Yang membuatnya unik adalah kemampuannya menghindari deteksi oleh sebagian alat tes antigen dan gejalanya yang menyerupai flu biasa. Akibatnya, banyak orang tidak menyadari bahwa mereka telah terinfeksi, dan baru diketahui saat kondisi kesehatan memburuk atau setelah menyebabkan penularan pada keluarga dan kolega kerja.

“Varian COVID-19 ini tidak terlalu mematikan, tetapi jauh lebih menular dan sulit dideteksi dini,” ungkap Prof. dr. Gunawan Wibowo, ahli virologi dari Universitas Indonesia.

Ia juga menambahkan bahwa sistem surveillance Indonesia masih lemah dalam mendeteksi penyebaran masif jika tidak dibarengi peningkatan kesadaran publik dan skrining ketat di fasilitas umum.

Vaksinasi Booster COVID-19 Masih Rendah

Salah satu penyebab utama dari cepatnya lonjakan kasus kali ini adalah rendahnya cakupan vaksinasi booster kedua dan ketiga di berbagai wilayah. Data dari Satgas COVID-19 menunjukkan bahwa hingga Mei 2025, hanya sekitar 35% penduduk dewasa yang menerima booster kedua, dan angka ini lebih rendah lagi untuk kelompok lansia dan komorbid.

Setelah masa euforia pasca-2023, saat WHO mencabut status darurat kesehatan global, antusiasme masyarakat untuk melakukan vaksinasi menurun drastis. Banyak yang merasa vaksin sudah tidak lagi dibutuhkan.

Kampanye vaksinasi pun sempat berhenti karena keterbatasan anggaran dan berubahnya prioritas pemerintah ke sektor ekonomi dan pendidikan.

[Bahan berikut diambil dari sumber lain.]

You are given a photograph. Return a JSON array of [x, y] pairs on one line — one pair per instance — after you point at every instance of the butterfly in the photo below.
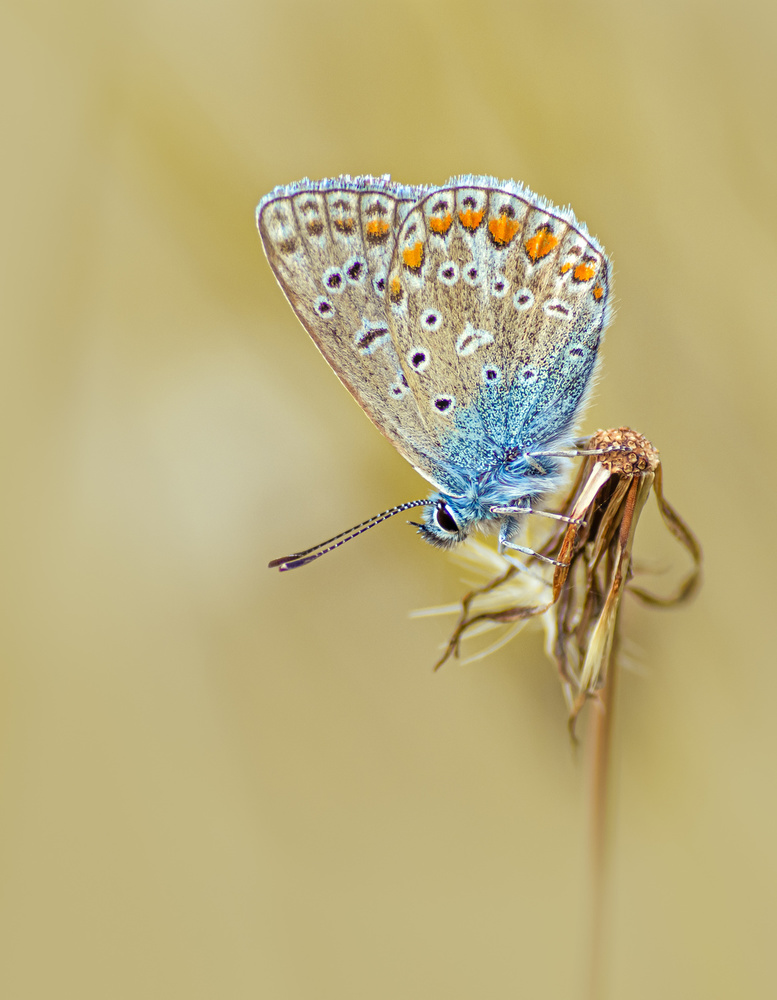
[[464, 319]]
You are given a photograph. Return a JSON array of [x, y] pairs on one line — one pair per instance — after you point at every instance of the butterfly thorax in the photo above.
[[514, 482]]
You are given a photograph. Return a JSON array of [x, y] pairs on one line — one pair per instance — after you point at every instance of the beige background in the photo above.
[[217, 781]]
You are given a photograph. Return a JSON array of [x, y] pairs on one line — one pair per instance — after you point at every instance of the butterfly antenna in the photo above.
[[302, 558]]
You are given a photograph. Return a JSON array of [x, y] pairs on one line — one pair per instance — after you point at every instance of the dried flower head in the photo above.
[[579, 602]]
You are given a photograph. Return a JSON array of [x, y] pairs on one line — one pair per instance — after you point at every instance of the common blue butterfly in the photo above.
[[464, 319]]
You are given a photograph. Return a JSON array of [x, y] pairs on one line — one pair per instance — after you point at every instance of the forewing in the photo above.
[[329, 244], [498, 301]]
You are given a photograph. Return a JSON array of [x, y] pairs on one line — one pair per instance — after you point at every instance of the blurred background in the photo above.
[[219, 781]]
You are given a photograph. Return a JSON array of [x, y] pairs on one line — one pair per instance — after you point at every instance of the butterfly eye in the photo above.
[[443, 515]]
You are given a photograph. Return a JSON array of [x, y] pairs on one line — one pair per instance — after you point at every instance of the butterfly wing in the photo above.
[[329, 244], [497, 304]]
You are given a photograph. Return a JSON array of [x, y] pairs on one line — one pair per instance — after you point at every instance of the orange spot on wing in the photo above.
[[471, 219], [413, 256], [377, 227], [540, 245], [440, 225], [584, 272], [503, 229]]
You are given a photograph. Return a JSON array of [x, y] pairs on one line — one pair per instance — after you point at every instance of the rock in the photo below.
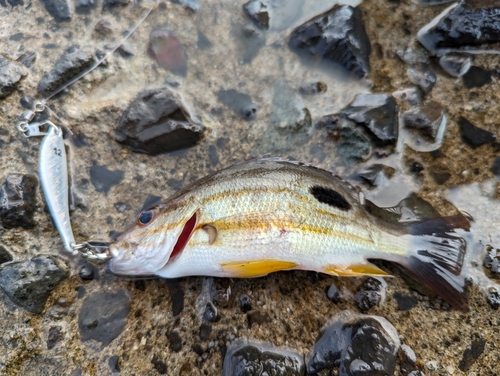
[[422, 76], [250, 357], [258, 12], [61, 10], [168, 52], [353, 147], [370, 293], [337, 35], [427, 119], [476, 77], [103, 316], [455, 65], [157, 122], [404, 301], [18, 201], [472, 135], [245, 303], [71, 63], [103, 179], [240, 103], [29, 283], [357, 343], [463, 26], [377, 112], [11, 74], [376, 174], [472, 353], [55, 335]]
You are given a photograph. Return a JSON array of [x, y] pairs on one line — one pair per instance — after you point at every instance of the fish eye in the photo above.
[[147, 216]]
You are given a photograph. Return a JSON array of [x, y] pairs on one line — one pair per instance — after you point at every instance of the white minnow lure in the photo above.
[[267, 215], [53, 173]]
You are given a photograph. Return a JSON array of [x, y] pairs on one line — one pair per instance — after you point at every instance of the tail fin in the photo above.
[[438, 257]]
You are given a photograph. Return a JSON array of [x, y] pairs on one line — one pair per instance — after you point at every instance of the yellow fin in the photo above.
[[255, 268], [355, 270]]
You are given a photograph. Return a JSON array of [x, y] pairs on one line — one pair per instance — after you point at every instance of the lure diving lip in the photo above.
[[266, 215]]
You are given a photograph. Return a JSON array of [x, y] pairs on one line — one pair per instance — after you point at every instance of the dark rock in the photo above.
[[376, 174], [29, 283], [259, 358], [337, 35], [210, 314], [405, 302], [71, 63], [159, 365], [168, 52], [464, 26], [495, 168], [194, 5], [256, 317], [55, 335], [157, 122], [5, 255], [86, 272], [176, 296], [18, 201], [59, 9], [422, 76], [378, 112], [476, 77], [103, 179], [358, 344], [258, 12], [175, 340], [240, 103], [353, 147], [313, 88], [103, 316], [472, 135], [27, 59], [472, 353], [370, 293], [205, 330], [245, 303], [11, 74], [427, 119], [455, 65], [85, 6], [440, 174], [113, 363], [108, 4]]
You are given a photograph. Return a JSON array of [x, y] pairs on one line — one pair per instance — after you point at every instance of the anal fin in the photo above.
[[355, 270], [255, 268]]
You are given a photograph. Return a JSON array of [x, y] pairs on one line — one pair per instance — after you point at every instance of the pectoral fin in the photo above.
[[255, 268], [356, 270]]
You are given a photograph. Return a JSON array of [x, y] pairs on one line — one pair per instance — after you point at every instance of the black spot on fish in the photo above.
[[330, 197]]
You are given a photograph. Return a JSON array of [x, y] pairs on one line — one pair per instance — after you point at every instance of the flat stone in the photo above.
[[337, 35], [59, 9], [71, 63], [11, 74], [103, 316], [18, 201], [29, 283], [250, 357], [473, 135], [157, 122]]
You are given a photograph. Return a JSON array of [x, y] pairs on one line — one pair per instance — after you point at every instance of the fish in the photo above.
[[267, 215]]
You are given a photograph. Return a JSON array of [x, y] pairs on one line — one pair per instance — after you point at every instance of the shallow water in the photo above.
[[231, 66]]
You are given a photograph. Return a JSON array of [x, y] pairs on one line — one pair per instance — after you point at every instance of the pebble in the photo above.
[[337, 35], [157, 122], [29, 283], [11, 75]]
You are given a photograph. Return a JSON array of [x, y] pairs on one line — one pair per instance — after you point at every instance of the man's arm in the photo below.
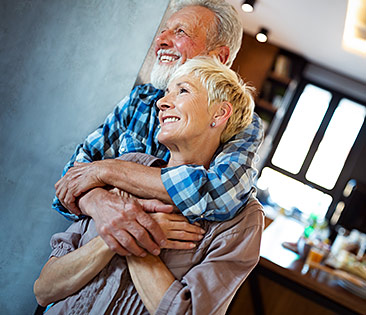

Padahal, para ahli kesehatan menyatakan bahwa efektivitas vaksin menurun secara signifikan setelah enam bulan. Oleh karena itu, tanpa booster yang memadai, imunitas kolektif masyarakat pun menurun drastis, sehingga varian baru lebih mudah menyebar.

Pemerintah kini kembali mendorong program vaksinasi massal, namun tantangan logistik dan kepercayaan publik menjadi hambatan tersendiri.

Rumah Sakit Kembali Tertekan

Meskipun tidak separah gelombang Delta pada 2021, lonjakan kasus COVID-19 tahun ini kembali menimbulkan tekanan terhadap fasilitas kesehatan, terutama di rumah sakit rujukan.

RSUP Persahabatan di Jakarta Timur, misalnya, mencatat peningkatan okupansi tempat tidur hingga 85% di ruang isolasi COVID-19. Hal ini memaksa rumah sakit membuka kembali tenda darurat untuk pasien gejala ringan hingga sedang.

Dr. Mega Lestari, dokter spesialis paru di rumah sakit tersebut, menyampaikan bahwa beban kerja tenaga medis kembali meningkat. “Kami seperti mengalami deja vu.

Memang pasien saat ini tidak separah sebelumnya, tapi jumlahnya sangat banyak dan datang terus-menerus,” ujarnya. Banyak tenaga medis juga sudah kembali bekerja di layanan reguler dan harus melakukan penyesuaian mendadak untuk kembali menangani pandemi.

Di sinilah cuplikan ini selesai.